Um estudo independente encomendado pela indústria fonográfica concluiu que a criatividade geralmente acontece fora das salas de reunião das grandes gravadoras. Devemos tentar reverter essa tendência. Uma estratégia do sábio Timothy Leary foi a introdução do doping nas salas de reunião, mas suas experiências com rosquinhas contaminadas com LSD se mostraram imprevisíveis e pouco eficazes para combater a falta de imaginação do executivos. Tomaram muitas “cocaine decisions”.

Talvez seja para nossa vantagem que ainda se venerem ídolos das décadas retrasadas, como Mick Jagger, Elton Jonh, Roberto Carlos, Bete Carvalho, por exemplo. Daqui a alguns anos nós também poderemos viajar de graça para os nossos shows. Não é a toa que nas casas de espetáculos mais badaladas, todas têm rampas de acesso e fraldas nos banheiros.

A banda já fez diversos shows, em algum deles houve reações curiosas da plateia?

O mais curioso é que ninguém até hoje nos atirou fora do palco.

Os Gregory Hines já gravaram quantos discos? E quantos foram vendidos?

Nos já gravamos uns cinco discos e vendemos uma quantia igual. Nosso maior sucesso foi este último DVD pirata autêntico que vendeu duas cópias no mesmo dia. Compramos um X-salada e um refri, e queremos investir os royalties na próxima gravação. Será um álbum duplo (box-set) chamado “Caixa Dois” e com embalagem de papel reciclado, em homenagem ao Partido Verde pelo qual nos temos certa simpatia.

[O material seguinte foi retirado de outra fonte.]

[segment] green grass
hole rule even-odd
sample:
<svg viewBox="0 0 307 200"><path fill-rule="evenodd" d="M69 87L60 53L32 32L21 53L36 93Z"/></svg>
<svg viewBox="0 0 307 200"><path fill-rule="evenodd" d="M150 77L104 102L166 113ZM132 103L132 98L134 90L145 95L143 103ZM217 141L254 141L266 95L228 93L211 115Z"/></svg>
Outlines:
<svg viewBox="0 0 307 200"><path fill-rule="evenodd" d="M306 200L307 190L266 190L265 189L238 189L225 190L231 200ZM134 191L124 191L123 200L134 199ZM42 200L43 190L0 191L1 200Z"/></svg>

Quais são as principais dificuldades que vocês enfrentam para ganhar um contrato com uma grande gravadora?

O primeiro obstáculo é a porta. Vencido este desafio, temos que escolher entre a escada ou a elevador. Temos consultores analisando esse problema.

Talvez isso explica por que os executivos das gravadoras só andam de helicóptero.

Há algum videoclipe?

Tem o novo videoclipe da Beyonxe.

Dos nossos, nunca assistimos. Acreditamos em manter negócios e prazer separados.

Há algumas orgias “ao vivo” que vêm sendo reprisadas no Canal 24, após o “Dukes of Hazzard”, outro seriado predileto do guitarrista Rubion.

Começamos um curta-metragem para a MTV. A filmagem foi na recepção da emissora até que alguém chamou os seguranças.

Qual é o verdadeiro trabalho de seu empresário? A proposito o nome dele transmite uma grande confiança

É o nosso consultor jurídico. Se alguém na banda tem juizo é ele. Enquanto todos os advogados conheçem a lei, o bom advogado conhece o juiz.

O Dr. Cuervo tem MBA e entende de finanças. Tem jogo de cintura na hora de rachar o cachê e para resolver disputas de cifras. Foi ele que nos orientou para usar cifras maiores, a Mi e a Lá maior, em vez de tocar o Si-Bemol, que só dá prejuízo.

Na questão de divulgação do trabalho de vocês, como isso acontece e quais são as dificuldades?

Desde que conheçemos a MP3 Magazine os nossos problemas de divulgação acabaram. Aliás, desde a publicação dessa entrevista, as vendas do nosso CD triplicaram e acabamos de assinar um contrato milionário com a Warner Brothers.

Mas falando sério por um momento, não há nada que um MP não resolve. Mediante Propina, qualquer canal de divulgação está aberta.

Além do site, vocês mantém um fotolog da banda, qual é o retorno que vocês recebem dos internautas a respeito de todo o material que vocês divulgam?

A fotolog é um canal aberto para as fãs se vingarem. Recebemos muito feedback de São Paulinos enrustidos que se dizem ofendidos pelas “piadas homocêntricas”. Não sei como enxergam desta maneira mas o nosso axeman, o Rubion, São Paulino residente não se sente ofendida. Os True Storyz Verdadeiras é uma fábrica de mentiras com nenhum vínculo com a realidade.

Qual é a faixa de maior sucesso da banda? E porque?

A faixa de maior sucesso da banda é a de 18 a 27 anos, talvez pela ingenuidade. O Cabelo já experimentou a dos 65+ e diz que dá pro gasto.

Das músicas, tem o hit Paixoes Amenas, uma apologia a Natalia com umas estrofes chupadas do Roberto Carlos. É um clássico da programação da Rádio Noroeste Comercial. Tem o Chavascal que é puro ska rock. É a chupeta dos pré-teens e levanta até defunto. São as músicas crocantes, como a Bottox e Plano B, que agradam o público mais “maduro”.

Temos sabores e estilos para todos os gostos e idades e se não gostaram dos estilos que apresentamos podemos trocar por outros de igual valor. Com os Hines é satisfação total garantida ou seu dinheiro de volta. Tem cashback.